Grant-driven data deposit
Grants are key to the research lifecycle. At the University of Western Sydney work has already been done on integrating data management into the research lifecycle, starting with applications for internal grants. We know that changing the research culture will take some time, but eventually thinking about eResearch requirements, not just data management but computing and collaboration needs will become normal for all researchers, just as ethics forms are for many now.
We present two scenarios here, one when a grant starts, and the researcher is prompted to finish and deposit a data management plan, and another when the grant finishes and there is a check to make sure the data management plan has been followed. In between, of course there might be other research-lifecycle-events that trigger data deposits.

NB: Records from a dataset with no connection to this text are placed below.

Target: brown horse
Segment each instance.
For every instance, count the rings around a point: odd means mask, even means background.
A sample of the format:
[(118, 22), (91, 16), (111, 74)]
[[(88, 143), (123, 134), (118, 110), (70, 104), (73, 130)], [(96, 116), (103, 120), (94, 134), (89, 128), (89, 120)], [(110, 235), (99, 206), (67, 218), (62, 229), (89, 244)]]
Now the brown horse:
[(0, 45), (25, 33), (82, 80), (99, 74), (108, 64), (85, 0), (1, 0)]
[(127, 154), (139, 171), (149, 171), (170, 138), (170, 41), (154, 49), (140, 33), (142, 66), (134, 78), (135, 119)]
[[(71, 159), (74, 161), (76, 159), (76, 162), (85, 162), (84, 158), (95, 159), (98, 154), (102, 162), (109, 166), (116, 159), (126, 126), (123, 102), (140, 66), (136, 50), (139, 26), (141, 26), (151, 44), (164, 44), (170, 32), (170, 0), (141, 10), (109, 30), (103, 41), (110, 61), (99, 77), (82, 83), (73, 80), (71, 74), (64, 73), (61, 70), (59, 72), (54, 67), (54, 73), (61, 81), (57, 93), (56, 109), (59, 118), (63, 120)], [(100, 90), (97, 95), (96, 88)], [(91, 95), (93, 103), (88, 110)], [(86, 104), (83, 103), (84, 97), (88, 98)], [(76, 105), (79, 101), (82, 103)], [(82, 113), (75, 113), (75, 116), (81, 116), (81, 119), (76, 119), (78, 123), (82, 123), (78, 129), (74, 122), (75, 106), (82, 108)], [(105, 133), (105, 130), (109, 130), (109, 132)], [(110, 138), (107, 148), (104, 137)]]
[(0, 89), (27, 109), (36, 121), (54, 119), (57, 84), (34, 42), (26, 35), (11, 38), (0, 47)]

Reporting-driven data deposit
In Australia one of the key drivers, and a driver with a very heavy right foot, is the government. All universities have to report on publications via HERDC and research excellence via ERA, this means that there are processes in place for reporting that form a large part of the research lifecycle. This is another place to tie-in data management processes for data that is of strategic significance. The next diagram shows a couple of scenarios that could be driven by the reporting cycle, either a significant publication, where it is important to make sure that data is kept for reproducibility and reuse, or when reporting on research of global significance, where advertising data might lead to more such research.
Talk back
We recognise that there’s room for improvement in each of the scenarios above, and not just because we’ve kept the sequences high level and skipped over some intricacies. It is hoped that this will drive some discussion and exploration of options. Perhaps your university is also implementing similar processes and technologies, please feel free to use us as a sounding board. If there is sufficient interest in any of the scenarios above, we’re happy to organise a forum for discussion.
Copyright Peter Sefton and Toby O’Hara 2012. Licensed under Creative Commons Attribution-Share Alike 2.5 Australia. <http://creativecommons.org/licenses/by-sa/2.5/au/>
Pingback: ACU Research Net » Blog Archive » Potential Research Data Repository data-management use-cases
I love your diagrams! They explain an often complex process quite clearly. Very good stuff to mull over.